- Mark as New
- Bookmark
- Subscribe
- Mute
- Subscribe to RSS Feed
- Permalink
- Report Inappropriate Content
Hello everybody,
I have a question regarding the libmkl_blacs_openmpi* libraries. Which Openmpi version is this library supposed to be compatible with ?
I could not find this information in the usual MKL or compiler release notes. By testing I determined that the libmkl_blacs_openmpi_lp64.so from the MKL which is bundled with intel 2016 update 4 is compatible with openmpi 2.0, i.e. programs using the libmkl_scalapack_lp64.so work and apparently give correct results.

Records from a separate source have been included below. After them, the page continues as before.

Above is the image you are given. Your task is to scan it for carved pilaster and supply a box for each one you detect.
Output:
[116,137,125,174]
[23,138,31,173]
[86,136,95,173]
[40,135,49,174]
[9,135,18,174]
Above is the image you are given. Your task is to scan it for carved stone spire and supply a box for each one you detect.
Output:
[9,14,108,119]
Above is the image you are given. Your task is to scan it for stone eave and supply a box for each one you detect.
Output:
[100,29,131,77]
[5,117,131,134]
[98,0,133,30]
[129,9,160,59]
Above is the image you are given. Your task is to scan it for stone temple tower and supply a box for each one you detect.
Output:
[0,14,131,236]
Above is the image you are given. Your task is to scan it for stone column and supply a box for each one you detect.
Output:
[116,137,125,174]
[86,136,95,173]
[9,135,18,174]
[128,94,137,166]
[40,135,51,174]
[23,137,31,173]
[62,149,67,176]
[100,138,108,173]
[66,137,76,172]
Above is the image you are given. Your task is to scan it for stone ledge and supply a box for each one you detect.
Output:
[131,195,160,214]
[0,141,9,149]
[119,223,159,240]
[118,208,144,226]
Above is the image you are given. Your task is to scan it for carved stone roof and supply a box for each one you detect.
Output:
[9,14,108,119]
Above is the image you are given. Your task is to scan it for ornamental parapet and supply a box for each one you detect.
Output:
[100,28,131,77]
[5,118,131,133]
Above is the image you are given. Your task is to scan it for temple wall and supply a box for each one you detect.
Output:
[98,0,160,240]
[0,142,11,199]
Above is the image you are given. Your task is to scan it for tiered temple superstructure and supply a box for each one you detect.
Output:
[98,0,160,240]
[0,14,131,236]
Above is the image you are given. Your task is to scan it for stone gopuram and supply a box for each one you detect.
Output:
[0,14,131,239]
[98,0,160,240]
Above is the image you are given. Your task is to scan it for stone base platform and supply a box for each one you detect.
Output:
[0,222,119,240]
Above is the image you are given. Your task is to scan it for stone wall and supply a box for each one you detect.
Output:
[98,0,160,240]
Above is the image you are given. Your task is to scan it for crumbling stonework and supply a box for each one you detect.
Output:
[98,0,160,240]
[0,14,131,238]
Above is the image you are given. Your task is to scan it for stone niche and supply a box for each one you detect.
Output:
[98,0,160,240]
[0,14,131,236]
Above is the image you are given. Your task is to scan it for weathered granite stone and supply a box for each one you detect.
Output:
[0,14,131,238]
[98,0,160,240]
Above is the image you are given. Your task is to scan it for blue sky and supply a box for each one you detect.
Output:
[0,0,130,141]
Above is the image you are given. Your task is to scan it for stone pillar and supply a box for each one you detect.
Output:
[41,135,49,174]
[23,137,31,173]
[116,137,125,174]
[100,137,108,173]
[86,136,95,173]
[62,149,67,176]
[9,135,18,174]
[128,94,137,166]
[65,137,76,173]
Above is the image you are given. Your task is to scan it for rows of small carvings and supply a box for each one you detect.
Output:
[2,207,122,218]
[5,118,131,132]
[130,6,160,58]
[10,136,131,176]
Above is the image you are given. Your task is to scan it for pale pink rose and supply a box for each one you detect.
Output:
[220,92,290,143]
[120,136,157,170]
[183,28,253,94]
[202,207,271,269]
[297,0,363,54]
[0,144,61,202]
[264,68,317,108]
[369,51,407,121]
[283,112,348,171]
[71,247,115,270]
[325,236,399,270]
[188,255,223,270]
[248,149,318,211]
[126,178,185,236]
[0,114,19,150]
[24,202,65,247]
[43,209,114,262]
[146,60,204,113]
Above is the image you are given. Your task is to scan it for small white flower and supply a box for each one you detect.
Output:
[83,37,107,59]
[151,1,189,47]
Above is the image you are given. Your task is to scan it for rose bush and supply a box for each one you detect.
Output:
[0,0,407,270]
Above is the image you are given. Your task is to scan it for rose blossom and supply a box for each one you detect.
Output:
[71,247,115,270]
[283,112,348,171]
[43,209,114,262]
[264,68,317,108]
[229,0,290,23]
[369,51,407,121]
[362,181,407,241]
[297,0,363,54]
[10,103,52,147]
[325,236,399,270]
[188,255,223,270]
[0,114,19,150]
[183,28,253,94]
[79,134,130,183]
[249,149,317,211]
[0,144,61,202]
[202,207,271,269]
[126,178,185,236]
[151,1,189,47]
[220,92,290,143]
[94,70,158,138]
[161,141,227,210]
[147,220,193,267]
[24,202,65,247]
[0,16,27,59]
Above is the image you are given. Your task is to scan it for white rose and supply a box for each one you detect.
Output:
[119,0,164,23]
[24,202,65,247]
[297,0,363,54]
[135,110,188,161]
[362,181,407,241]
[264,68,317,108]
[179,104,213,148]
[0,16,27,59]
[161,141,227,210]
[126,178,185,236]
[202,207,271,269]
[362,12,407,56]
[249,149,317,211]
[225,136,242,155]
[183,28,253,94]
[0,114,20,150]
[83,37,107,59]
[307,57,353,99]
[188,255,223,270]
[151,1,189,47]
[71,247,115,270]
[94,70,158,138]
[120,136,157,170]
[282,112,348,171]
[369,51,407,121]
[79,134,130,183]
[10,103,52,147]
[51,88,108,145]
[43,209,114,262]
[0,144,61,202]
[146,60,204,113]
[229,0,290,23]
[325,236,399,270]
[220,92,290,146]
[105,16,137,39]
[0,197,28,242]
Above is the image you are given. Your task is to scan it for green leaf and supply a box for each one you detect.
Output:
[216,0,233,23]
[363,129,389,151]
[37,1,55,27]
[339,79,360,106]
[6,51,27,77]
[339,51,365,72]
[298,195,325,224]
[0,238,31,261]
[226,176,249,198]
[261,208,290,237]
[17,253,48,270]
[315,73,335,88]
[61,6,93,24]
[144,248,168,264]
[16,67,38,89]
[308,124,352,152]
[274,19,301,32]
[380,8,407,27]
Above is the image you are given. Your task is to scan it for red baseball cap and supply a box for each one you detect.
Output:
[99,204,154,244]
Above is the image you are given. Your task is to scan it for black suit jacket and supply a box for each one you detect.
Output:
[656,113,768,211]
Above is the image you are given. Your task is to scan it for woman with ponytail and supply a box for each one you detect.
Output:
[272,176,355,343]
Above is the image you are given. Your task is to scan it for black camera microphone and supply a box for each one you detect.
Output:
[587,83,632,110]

However, using the libraries from the intel 2017 update 2 distribution together with openmpi 2.0 and 2.1 gives programs producing a runtime error as soon as BLACS routines are called. I had no time to test intel 2017 update 4 yet, but an authoritative answer on the compatibility would be helpful even if it should work with update 4.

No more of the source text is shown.